By Dr. Becker
As regular Healthy Pets readers know, I often report on articles I find in veterinary journals that I feel contain misinformation or dubious guidance for pet owners. But recently I came across a really cute, silly piece that I decided to share with you to lighten things up a little.
'Mastering the Art of Fecal Concealment.'
The article’s author is a veterinarian, Dr. Michael Obenski, who runs a clinic for cats in Pennsylvania. He discusses one of his clients who is clearly preoccupied with the status of her cat’s poop.
The client always brings a large shopping bag with her to the vet’s office. Inside the huge bag are several thicknesses of folded newspaper. Tucked securely inside the newspaper is a large Tupperware bowl, which is packed tightly with a large mass of aluminum foil. Inside the mass of aluminum foil is a peanut butter jar swathed in plastic wrap. Inside the peanut butter jar are two individually wrapped lumps of cat poop.
Dr. Obenski notes that his clinic gives clients special little containers made precisely for the purpose of poop collection and transport. However, they are clearly not secure enough for this client or others like her!
Obenski considers this lady a “true master of the art of fecal concealment.” As he describes it, “She can turn a three-gram sample into an impenetrable cross between a Sherman tank and a work of modern art.”
Poop Containment Materials: The Backbone of the U.S. Economy?
Dr. Obenski speculates that the very health of the U.S. economy could be dependent on stool samples, or more precisely, the production of excessive amounts of fecal containment products, including aluminum foil, plastic wrap, sandwich bags, plastic cups, plastic containers with lids, and we can’t forget duct tape.
Production of these supplies represents a significant portion of our gross national product, according to Obenski, and a drop in the demand for stool sample concealment materials could cripple those industries and devastate the economy!
Do You Take Pains to Package Your Pet’s Poop with Precision?

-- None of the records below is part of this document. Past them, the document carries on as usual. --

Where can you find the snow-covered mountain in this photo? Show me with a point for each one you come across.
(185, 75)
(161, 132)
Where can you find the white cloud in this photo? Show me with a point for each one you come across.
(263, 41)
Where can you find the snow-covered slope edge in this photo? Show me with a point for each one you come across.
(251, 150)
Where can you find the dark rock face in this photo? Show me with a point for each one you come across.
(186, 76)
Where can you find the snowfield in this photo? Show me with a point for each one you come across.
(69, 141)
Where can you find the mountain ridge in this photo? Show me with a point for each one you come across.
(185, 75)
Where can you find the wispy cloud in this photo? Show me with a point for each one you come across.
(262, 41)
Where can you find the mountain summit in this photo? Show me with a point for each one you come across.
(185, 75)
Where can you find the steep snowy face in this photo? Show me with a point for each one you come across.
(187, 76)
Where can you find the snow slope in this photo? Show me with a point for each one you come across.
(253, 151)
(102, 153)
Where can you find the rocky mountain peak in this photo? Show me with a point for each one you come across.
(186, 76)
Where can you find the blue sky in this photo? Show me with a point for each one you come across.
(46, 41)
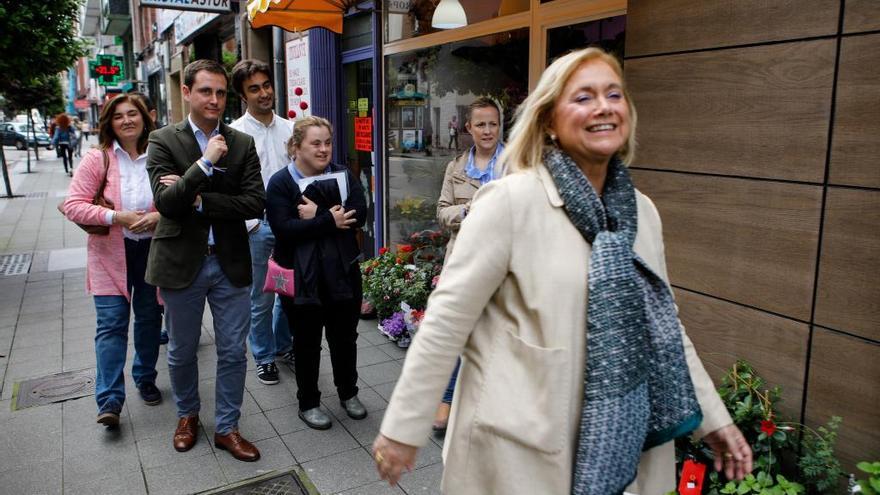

Dr. Obenski’s article really tickled me because I also have clients who go to rather extreme lengths to package and camouflage poop deliveries to my clinic.
And of course every vet practice has at least a few clients who are fixated on their pet’s elimination habits – how often, how much, appearance, where it happened, when it happened, color, consistency, smell, etc. In fact, at the other end of the spectrum from the poop camouflage crowd are pet owners who are driven to share and celebrate Fluffy’s or Fido’s feces with the world. I have two clients with Facebook fan pages devoted to their pet’s elimination habits! “Poo Art,” if you will.
Now don’t get me wrong – a lot of important information about your pet’s health can be collected from the material that leaves his or her body in the form of waste. And I’m a big proponent of routine testing of stool samples to check for GI parasites, among other things. So I’m not recommending blissful ignorance of the state of your pet’s poop. I’m just saying there’s really no need to obsess about it.
And here’s a tip for those of you tempted to wrap up your pet’s poop like a delicate piece of wildly expensive china you plan to ship overseas. Grab a paper plate and tear it in half, or a disposable cup instead, and a plastic baggie. Scoop about a teaspoon of fresh poop off the ground or out of the litter box with the plate or cup, and slide it into the plastic baggie. Seal the baggie and you’re ready to go. If the sight of poop in a clear plastic baggie bugs you, put the baggie in a paper or opaque plastic bag, and off you go to your vet’s office.
There’s honestly no need to over-wrap your pet’s poop for transport… unless of course you want to do your part to keep the fecal containment products industry alive!